See Load data using COPY INTO with temporary credentials.

  • SELECT expression_list

    Selects the specified columns or expressions from the source data before copying into the Delta table. The expressions can be anything you use with SELECT statements, including window operations. You can use aggregation expressions only for global aggregates–you cannot GROUP BY on columns with this syntax.

  • FILEFORMAT = data_source

    The format of the source files to load. One of CSV, JSON, AVRO, ORC, PARQUET, TEXT, BINARYFILE.

  • VALIDATE

    Applies to: check marked yes Databricks SQL check marked yes Databricks Runtime 10.4 LTS and above

    The data that is to be loaded into a table is validated but not written to the table. These validations include:

    • Whether the data can be parsed.
    • Whether the schema matches that of the table or if the schema needs to be evolved.
    • Whether all nullability and check constraints are met.

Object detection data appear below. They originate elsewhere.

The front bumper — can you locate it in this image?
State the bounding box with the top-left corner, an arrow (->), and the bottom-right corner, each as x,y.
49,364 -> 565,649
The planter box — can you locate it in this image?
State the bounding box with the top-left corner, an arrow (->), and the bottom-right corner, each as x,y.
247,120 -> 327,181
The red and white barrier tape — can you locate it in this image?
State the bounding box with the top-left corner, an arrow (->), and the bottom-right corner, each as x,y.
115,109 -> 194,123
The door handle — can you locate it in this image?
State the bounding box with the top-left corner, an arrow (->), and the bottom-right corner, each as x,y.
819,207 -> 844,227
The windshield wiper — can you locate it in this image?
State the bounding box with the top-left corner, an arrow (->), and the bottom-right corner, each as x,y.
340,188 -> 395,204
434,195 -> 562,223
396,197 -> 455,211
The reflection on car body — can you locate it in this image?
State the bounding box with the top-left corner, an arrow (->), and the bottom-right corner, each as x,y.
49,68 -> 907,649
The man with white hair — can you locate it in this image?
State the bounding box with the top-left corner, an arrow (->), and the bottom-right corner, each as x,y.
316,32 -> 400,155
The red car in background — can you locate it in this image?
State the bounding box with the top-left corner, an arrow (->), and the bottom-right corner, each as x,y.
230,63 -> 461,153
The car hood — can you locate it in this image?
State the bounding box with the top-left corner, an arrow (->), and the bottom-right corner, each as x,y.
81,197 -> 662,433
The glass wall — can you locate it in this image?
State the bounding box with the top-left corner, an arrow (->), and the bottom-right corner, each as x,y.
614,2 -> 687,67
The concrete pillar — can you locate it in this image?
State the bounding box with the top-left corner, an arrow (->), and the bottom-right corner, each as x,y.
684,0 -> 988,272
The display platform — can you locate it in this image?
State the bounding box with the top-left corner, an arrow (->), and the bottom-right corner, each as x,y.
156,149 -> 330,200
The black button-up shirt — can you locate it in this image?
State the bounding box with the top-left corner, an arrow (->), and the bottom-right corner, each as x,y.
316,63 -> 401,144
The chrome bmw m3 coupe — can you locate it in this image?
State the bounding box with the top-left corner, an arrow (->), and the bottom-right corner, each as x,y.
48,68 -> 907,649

    The default is to validate all of the data that is to be loaded. You can provide a number of rows to be validated with the ROWS keyword, such as VALIDATE 15 ROWS. The COPY INTO statement returns a preview of the data of 50 rows or less when a number of less than 50 is used with the ROWS keyword).

  • FILES

    A list of file names to load, with a limit of 1000 files. Cannot be specified with PATTERN.

  • PATTERN

    A glob pattern that identifies the files to load from the source directory. Cannot be specified with FILES.

    Pattern Description
    ? Matches any single character
    * Matches zero or more characters
    [abc] Matches a single character from character set {a,b,c}.
    [a-z] Matches a single character from the character range {a…z}.
    [^a] Matches a single character that is not from character set or range {a}. Note that the ^ character must occur immediately to the right of the opening bracket.
    {ab,cd} Matches a string from the string set {ab, cd}.
    {ab,c{de, fh}} Matches a string from the string set {ab, cde, cfh}.
  • FORMAT_OPTIONS

    Options to be passed to the Apache Spark data source reader for the specified format. See Format options for each file format.

  • COPY_OPTIONS

    Options to control the operation of the COPY INTO command.

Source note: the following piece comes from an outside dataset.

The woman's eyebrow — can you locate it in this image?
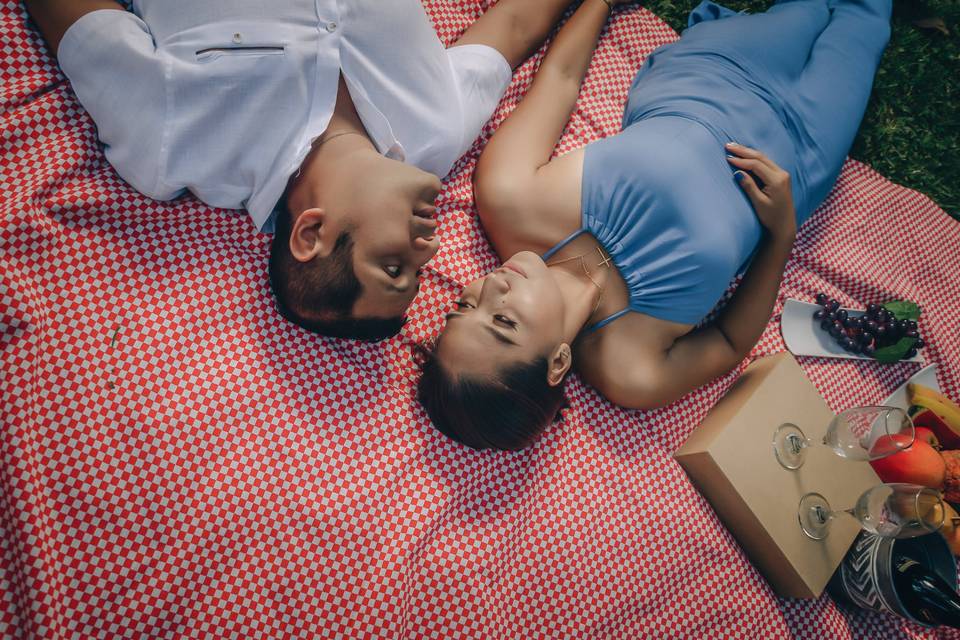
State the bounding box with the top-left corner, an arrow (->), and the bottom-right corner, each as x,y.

    • force: boolean, default false. If set to true, idempotency is disabled and files are loaded regardless of whether they've been loaded before.
    • mergeSchema: boolean, default false. If set to true, the schema can be evolved according to the incoming data.

Invoke COPY INTO concurrently

COPY INTO supports concurrent invocations against the same table. As long as COPY INTO is invoked concurrently on distinct sets of input files, each invocation should eventually succeed, otherwise you get a transaction conflict. COPY INTO should not be invoked concurrently to improve performance; a single COPY INTO command with multiple files typically performs better than running concurrent COPY INTO commands with a single file each. COPY INTO can be called concurrently when:

  • Multiple data producers don't have an easy way to coordinate and cannot make a single invocation.
  • When a very large directory can be ingested sub-directory by sub-directory. When ingesting directories with a very large number of files, Databricks recommends using Auto Loader when possible.

Access file metadata

To learn how to access metadata for file-based data sources, see File metadata column.

Format options

For options specific to each file format (JSON, CSV, XML, Parquet, Avro, text, ORC, and binary), see DataFrameReader options.